Une catastrophe sans précédent frappe les apiculteurs français
Entre juin 2024 et janvier 2025, les apiculteurs français ont vécu une période tragique et déroutante : plus de 62 % de toutes leurs colonies d’abeilles élevées à des fins commerciales ont disparu. Ce chiffre bat un record qui remonte à l’hiver précédent, où 55 % des colonies avaient déjà succombé. Une hécatombe qui soulève de nombreuses questions, surtout quand on sait que cette crise s’inscrit dans un contexte déjà compliqué pour la filière apicole en France.
Il s’agit là d’un véritable épisode noir pour la production de miel et la sauvegarde des pollinisatrices en métropole. Pourtant, malgré l’urgence de la situation, les démarches administratives souvent longues et les réductions budgétaires dans la recherche, imposées par le nouveau gouvernement, ont considérablement retardé la compréhension des causes de cette mortalité massive. Enfin, des résultats commencent à émerger, grâce à une étude récemment publiée sur la plateforme bioRxiv – encore en phase de prépublication, en attente d’une validation par des experts (peer review). Elle met en cause principalement les acariens et leur résistance aux traitements chimiques.

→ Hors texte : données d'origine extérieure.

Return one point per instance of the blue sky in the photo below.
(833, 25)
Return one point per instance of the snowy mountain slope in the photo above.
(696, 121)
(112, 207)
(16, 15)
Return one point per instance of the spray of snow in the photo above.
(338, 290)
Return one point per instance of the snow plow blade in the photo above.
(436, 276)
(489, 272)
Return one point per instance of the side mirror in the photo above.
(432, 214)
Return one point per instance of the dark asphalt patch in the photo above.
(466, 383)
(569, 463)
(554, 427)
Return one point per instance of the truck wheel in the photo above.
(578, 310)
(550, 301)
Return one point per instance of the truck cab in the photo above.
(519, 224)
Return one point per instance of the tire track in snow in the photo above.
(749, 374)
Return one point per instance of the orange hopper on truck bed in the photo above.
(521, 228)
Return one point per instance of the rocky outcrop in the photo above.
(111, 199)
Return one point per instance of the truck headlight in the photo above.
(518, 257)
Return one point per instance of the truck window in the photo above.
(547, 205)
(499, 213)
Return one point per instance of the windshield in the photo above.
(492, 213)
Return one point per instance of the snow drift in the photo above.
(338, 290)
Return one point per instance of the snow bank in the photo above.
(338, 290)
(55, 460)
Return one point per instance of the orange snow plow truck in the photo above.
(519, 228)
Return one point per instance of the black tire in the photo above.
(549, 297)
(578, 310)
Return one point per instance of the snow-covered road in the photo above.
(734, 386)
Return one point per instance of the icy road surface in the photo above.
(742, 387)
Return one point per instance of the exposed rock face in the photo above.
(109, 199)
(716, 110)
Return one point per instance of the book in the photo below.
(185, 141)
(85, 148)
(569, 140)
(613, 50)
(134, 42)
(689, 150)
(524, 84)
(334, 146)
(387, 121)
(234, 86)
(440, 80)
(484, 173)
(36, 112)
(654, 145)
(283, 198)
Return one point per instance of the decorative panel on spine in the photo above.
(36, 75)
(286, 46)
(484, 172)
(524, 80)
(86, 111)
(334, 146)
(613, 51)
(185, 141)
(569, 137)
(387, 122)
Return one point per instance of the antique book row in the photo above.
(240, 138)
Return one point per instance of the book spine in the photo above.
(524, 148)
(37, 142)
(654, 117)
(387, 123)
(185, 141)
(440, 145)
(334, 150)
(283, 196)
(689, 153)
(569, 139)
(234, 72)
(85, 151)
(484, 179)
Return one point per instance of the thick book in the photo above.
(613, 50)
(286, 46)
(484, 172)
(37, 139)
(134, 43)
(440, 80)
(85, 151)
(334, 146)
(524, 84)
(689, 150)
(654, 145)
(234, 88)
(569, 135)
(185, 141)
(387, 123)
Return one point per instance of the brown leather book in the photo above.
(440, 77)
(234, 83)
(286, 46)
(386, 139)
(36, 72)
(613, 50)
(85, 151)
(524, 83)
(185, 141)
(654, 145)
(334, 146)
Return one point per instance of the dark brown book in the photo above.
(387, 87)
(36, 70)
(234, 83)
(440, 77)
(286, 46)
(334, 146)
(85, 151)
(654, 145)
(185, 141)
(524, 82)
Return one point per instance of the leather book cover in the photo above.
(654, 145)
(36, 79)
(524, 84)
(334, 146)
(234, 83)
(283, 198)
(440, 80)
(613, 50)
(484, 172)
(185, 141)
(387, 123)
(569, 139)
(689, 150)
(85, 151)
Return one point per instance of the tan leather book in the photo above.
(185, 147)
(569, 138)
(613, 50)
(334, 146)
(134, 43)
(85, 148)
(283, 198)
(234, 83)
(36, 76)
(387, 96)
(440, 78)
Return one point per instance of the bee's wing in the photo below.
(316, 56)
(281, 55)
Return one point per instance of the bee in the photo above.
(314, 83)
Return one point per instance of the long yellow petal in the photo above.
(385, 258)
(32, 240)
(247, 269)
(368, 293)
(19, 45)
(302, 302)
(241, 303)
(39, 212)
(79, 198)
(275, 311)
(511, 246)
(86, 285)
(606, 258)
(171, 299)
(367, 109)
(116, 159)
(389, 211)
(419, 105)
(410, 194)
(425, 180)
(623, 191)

Les acariens, adversaires invincibles
Il a fallu six mois, de janvier à aujourd’hui, pour rassembler les preuves et comprendre les raisons de la disparition de nombreuses colonies. Cette recherche a été menée par le Ministère de l’Agriculture français, l’équivalent de l’USDA américain, et à ce jour, aucune déclaration officielle n’a encore été faite. Les résultats, pour le moins inquiétants, indiquent que la majorité des colonies mortes ont été effectivement contaminées par plusieurs virus portés par les acariens, notamment ceux de l’espèce Varroa destructor. Ces parasites, responsables de la transmission de maladies, ont joué un rôle central dans la dévastation.
Une résistance inquiétante aux pesticides
Mais ce n’est pas tout : les chercheurs français ont également testé ces acariens, et il en ressort qu’ils présentent une résistance accrue à un seul produit acaricide, appelé l’amitraz. Cette substance, spécifiquement conçue pour éliminer les acariens, est également un pesticide qui agit sélectivement contre ces parasites. Cependant, son usage répété et intensif conduit à une évolution de la résistance, rendant ces traitements de plus en plus inefficaces. Pire encore, l’amitraz peut causer des dommages non seulement aux colonies d’abeilles, mais aussi à la santé humaine si elle est utilisée à forte dose.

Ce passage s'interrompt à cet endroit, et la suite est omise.